I just returned from a ten day trip to New York and Philadelphia. The main purpose of the trip was to attend my best friend’s wedding in Philly, but, being from the New York area (Long Island, more accurately) I spent some time visiting my family.
Now, there’s a reason why I live in Alaska and my family is back in New York. Don’t get me wrong, I love them with all my heart, but there’s also a lot of drama I’m not sorry to be missing. I’m also happier raising my kids in a less intense location, and that has nothing to do with my relatives.
While in NY, I stayed in my mother’s place. She bought a house with my sister and brother-in-law a couple of years ago, so I got to see them a lot too. Which is great. I also saw my brothers and their families, which is also great. Mom and Sis had the week off, so we went out shopping, did lunch, got my hair done for the wedding, all sorts of fun things. I know it was a special time, not the day-to-day stuff we all go through. Spirits were high and the love was flowing. But it made me realize how much I miss having them around. My mother and sister share things I will never be part of as long as I live where I am.
“Let’s get lunch!”
“Hey, can you watch the dogs/cats while I’m gone for the day?”

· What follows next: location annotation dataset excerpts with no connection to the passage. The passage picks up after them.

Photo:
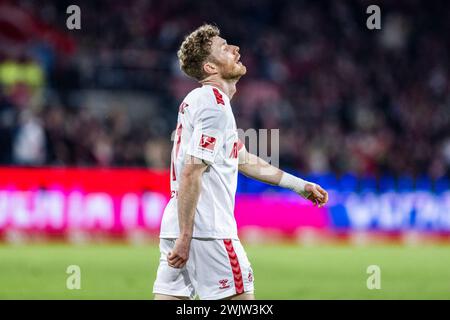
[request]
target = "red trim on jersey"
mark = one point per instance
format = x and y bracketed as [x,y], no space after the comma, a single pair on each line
[219,98]
[235,267]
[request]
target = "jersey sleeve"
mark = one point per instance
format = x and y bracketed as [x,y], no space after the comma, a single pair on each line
[208,136]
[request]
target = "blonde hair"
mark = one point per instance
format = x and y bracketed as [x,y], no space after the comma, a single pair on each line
[195,50]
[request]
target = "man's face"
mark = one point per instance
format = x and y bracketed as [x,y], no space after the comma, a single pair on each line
[226,57]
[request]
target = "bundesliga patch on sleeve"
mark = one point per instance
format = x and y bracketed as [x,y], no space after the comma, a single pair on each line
[207,143]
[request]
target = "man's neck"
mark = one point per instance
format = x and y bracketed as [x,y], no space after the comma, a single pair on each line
[226,86]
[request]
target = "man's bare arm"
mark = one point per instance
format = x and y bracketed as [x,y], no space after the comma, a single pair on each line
[188,195]
[256,168]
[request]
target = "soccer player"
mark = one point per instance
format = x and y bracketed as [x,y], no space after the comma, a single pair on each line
[200,250]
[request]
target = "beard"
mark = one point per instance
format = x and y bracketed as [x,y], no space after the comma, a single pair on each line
[233,72]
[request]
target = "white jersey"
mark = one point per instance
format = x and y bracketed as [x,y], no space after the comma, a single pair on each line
[206,129]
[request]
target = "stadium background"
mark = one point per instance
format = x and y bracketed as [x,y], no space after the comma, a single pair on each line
[86,118]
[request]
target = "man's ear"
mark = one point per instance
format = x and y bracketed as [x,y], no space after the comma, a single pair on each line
[210,68]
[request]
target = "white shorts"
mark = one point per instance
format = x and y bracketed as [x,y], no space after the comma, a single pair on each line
[216,269]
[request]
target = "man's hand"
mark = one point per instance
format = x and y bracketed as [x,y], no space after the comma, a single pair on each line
[318,195]
[179,255]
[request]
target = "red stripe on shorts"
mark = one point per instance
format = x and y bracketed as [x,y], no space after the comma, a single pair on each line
[235,267]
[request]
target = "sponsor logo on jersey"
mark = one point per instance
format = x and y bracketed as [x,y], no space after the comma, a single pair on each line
[207,142]
[223,284]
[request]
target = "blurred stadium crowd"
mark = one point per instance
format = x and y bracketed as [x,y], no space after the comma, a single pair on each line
[345,98]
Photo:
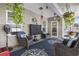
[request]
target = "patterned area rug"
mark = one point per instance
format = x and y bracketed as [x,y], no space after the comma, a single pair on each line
[35,52]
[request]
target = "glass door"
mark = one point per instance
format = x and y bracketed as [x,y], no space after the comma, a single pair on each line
[54,29]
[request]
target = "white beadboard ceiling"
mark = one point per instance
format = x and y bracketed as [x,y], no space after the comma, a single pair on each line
[34,7]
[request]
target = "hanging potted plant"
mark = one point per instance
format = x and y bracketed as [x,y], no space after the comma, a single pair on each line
[17,14]
[17,10]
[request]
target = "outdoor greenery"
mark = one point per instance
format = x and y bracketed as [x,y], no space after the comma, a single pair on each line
[69,18]
[17,10]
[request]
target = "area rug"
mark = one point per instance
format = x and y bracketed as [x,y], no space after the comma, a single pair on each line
[35,52]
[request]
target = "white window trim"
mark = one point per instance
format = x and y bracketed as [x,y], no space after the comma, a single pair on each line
[7,19]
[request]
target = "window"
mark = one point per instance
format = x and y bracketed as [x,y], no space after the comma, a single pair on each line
[9,20]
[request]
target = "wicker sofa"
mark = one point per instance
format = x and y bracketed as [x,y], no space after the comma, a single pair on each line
[62,50]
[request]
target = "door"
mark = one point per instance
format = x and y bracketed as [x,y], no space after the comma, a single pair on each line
[54,29]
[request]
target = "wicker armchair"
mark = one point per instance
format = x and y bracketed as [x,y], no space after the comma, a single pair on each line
[62,50]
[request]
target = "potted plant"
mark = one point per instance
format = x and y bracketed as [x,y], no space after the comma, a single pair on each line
[69,18]
[17,10]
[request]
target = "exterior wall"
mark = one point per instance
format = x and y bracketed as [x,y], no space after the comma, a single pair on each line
[2,22]
[28,15]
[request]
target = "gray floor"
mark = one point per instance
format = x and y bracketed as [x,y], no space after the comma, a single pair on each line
[46,44]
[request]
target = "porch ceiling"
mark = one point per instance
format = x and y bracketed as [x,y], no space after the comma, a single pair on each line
[34,7]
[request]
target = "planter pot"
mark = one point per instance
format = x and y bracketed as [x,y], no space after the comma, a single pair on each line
[4,52]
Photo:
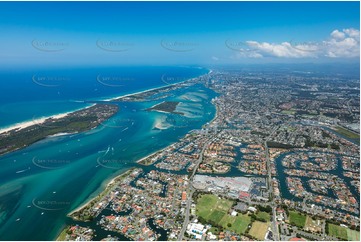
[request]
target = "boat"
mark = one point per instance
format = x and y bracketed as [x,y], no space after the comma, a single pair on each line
[22,170]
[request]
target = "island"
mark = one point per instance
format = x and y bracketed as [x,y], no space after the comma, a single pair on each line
[166,107]
[75,122]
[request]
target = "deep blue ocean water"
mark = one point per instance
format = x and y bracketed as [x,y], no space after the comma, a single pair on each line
[40,184]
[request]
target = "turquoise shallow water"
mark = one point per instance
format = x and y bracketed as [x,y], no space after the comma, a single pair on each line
[39,185]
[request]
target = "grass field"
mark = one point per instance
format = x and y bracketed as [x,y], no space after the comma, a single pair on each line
[298,219]
[211,208]
[337,231]
[288,112]
[264,215]
[313,225]
[353,235]
[258,230]
[239,223]
[208,204]
[347,133]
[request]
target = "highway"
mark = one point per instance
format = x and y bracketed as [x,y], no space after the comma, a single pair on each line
[190,191]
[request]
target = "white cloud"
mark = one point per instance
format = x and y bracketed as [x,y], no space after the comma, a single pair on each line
[340,44]
[337,34]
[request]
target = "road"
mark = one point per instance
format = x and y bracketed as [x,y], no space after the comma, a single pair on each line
[276,234]
[190,191]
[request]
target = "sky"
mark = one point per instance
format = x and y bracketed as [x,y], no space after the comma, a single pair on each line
[177,33]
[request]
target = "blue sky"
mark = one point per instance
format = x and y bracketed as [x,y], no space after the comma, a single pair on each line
[87,33]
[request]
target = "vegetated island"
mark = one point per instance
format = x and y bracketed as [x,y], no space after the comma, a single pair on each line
[153,94]
[166,106]
[78,121]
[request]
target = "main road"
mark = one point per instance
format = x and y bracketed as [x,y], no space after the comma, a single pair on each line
[270,191]
[190,191]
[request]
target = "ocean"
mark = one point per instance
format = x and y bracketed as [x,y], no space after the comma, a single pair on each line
[40,184]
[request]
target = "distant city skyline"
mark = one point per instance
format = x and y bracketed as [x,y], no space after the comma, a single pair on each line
[178,33]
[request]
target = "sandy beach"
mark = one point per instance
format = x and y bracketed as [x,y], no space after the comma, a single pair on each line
[38,121]
[152,89]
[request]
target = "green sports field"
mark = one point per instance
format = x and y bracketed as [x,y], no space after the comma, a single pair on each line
[298,219]
[343,233]
[212,208]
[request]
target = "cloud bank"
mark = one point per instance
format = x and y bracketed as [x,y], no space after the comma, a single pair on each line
[340,44]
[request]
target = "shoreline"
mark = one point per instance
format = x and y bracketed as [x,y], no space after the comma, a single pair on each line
[29,123]
[104,188]
[38,121]
[154,88]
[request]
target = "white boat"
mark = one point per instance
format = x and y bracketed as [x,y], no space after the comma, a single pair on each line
[23,170]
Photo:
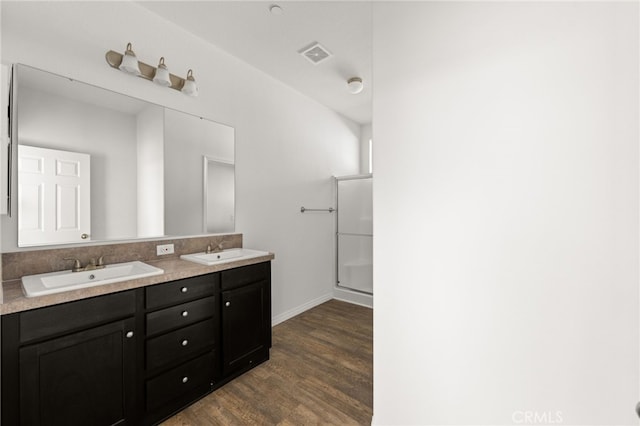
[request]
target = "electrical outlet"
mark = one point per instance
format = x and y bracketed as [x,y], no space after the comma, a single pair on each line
[164,249]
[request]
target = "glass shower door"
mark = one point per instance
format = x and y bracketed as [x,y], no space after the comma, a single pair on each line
[355,233]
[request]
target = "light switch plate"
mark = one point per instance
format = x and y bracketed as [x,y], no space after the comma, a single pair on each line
[164,249]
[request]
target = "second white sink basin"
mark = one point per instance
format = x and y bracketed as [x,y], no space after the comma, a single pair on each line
[56,282]
[229,255]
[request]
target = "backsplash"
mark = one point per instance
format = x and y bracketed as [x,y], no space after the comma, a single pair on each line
[17,264]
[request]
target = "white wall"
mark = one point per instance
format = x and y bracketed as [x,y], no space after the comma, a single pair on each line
[366,134]
[287,146]
[150,171]
[510,183]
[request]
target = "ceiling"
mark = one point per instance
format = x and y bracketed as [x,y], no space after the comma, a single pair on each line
[271,43]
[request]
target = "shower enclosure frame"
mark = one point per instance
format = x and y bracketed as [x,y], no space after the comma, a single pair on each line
[338,234]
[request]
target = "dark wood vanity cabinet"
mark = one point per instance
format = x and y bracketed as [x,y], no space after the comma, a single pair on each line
[182,343]
[246,317]
[134,357]
[71,364]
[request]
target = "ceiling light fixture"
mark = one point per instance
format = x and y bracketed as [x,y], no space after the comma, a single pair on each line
[128,62]
[275,9]
[355,86]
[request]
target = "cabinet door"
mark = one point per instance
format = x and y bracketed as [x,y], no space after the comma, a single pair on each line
[245,327]
[86,378]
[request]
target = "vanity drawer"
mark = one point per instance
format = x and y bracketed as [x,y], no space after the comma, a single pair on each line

“How about roast beef for Sunday dinner rather than ham?”
Despite the frustrations of living near family, I miss them terribly. My kids don’t have the opportunity to get to know their grandma, aunts, uncles and cousins like I did. Yes, I chose to move to Alaska, but that doesn’t mean it’s not without its shortcomings. Distance from family, mine and my husband’s, is one of those shortcomings we’ve learned to deal with.
I particularly miss my sister. We weren’t close as kids, running with two very different crowds, but now that we’re adults we have a lot more in common. I want to share more daily things with her. I want to go shopping, ask her opinion on my hair and clothes (OK, maybe not). I want our families to get together for holidays, summer barbeques and Sunday football. I want my sister more than once a year, maybe, or as a voice across the continent.
But alas…
Sis, brother-in-law, and mom drove me to Philly, so our good-bye was not the teary-eyed airport event it could have been. Sad, yes, but we held together.
But I realized something over the next few days of wedding preparation with my friend: I was in the same situation with her as I am with my blood sister.
Sharron and I met in college in Fairbanks and became fast friends. For the last twenty-five years, we’ve managed to see each other almost yearly, talk on the phone just about weekly, and share parts of our lives like sisters. I cried with her when relationships went to hell and rejoiced when love was found. It was an honor to be in her wedding, as I was in my sister’s.
Hanging out with my friend was similar to being in NY, not typical day-to-day stuff, but I still wanted to share that with her. I want to catch a movie or do lunch. I want to have her and her new husband over for dinner or for game night. I want my sister-from-another-mother.
Another friend was in for the wedding as well, and the three of us spent a day running around shopping, laughing, and making each others’ sides ache. Again, not the daily angst of work and family, but I could see us helping each other through tough times and rejoicing in the good times.
Some of my sisters I only know through email or Twitter or Facebook. Some I may have met only once or twice. But it’s there, that spark of recognition that we understand each other, that we can depend on one another to lend an ear, a shoulder, a hand.
Sisters share a special bond. These women are my sisters as much as my blood sister. I want them in my life. I want them with me through all the highs and lows. The distance makes it difficult, but the love makes it bearable.